Another Gryffindor tapped the table, memory sparking. "I read that in a merpeople book—humidity affects song quality."

Dylan nodded. "Not many books on them, but yeah, one chapter spells it out. Warm-water merpeople use song like mind-control—lure sailors off course. Cold-water merpeople are built like tanks—thick scales, claws, teeth. They fight physically, rarely sing. Looks-wise, warm-water ones are prettier, bright scales; cold-water are grim—jagged teeth, dull gray. But all merpeople love music."

George's eyes gleamed. "So task two is underwater against merpeople—has to be the Black Lake!"

Fred leaned in. "Wait—will they ship in Greek merpeople? I've only seen pictures!"
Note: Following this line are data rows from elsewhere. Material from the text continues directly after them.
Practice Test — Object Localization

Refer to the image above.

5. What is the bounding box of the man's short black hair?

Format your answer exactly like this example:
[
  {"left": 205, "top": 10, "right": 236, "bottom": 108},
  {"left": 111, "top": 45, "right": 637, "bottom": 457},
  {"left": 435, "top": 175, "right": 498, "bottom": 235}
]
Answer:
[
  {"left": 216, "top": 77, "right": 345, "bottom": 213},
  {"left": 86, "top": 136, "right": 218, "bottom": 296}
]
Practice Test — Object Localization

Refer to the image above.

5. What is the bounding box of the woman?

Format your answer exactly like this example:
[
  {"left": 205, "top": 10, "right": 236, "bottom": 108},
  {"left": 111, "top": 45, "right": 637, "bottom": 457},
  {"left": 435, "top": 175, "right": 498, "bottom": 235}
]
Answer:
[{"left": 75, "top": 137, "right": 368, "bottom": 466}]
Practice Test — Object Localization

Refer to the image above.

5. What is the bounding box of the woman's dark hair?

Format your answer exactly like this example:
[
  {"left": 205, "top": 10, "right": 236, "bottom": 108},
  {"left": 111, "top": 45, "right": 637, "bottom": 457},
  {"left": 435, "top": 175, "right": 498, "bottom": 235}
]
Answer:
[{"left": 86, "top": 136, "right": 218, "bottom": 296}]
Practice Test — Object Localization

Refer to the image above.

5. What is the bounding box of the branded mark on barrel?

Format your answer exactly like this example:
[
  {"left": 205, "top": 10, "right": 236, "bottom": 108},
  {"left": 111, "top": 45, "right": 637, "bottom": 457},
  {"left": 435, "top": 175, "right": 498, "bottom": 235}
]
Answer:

A ripple of excitement—students already picturing bleachers on the lakeshore.

Dylan shook his head, chuckling. "Doubt the Ministry could. Merpeople are sentient—own society, own rules. No way they'd travel from Greece just to be 'props.' Plus, the Black Lake's cold water; Mediterranean merpeople would catch chill in a day."

Fred deflated for half a second, then perked right back up.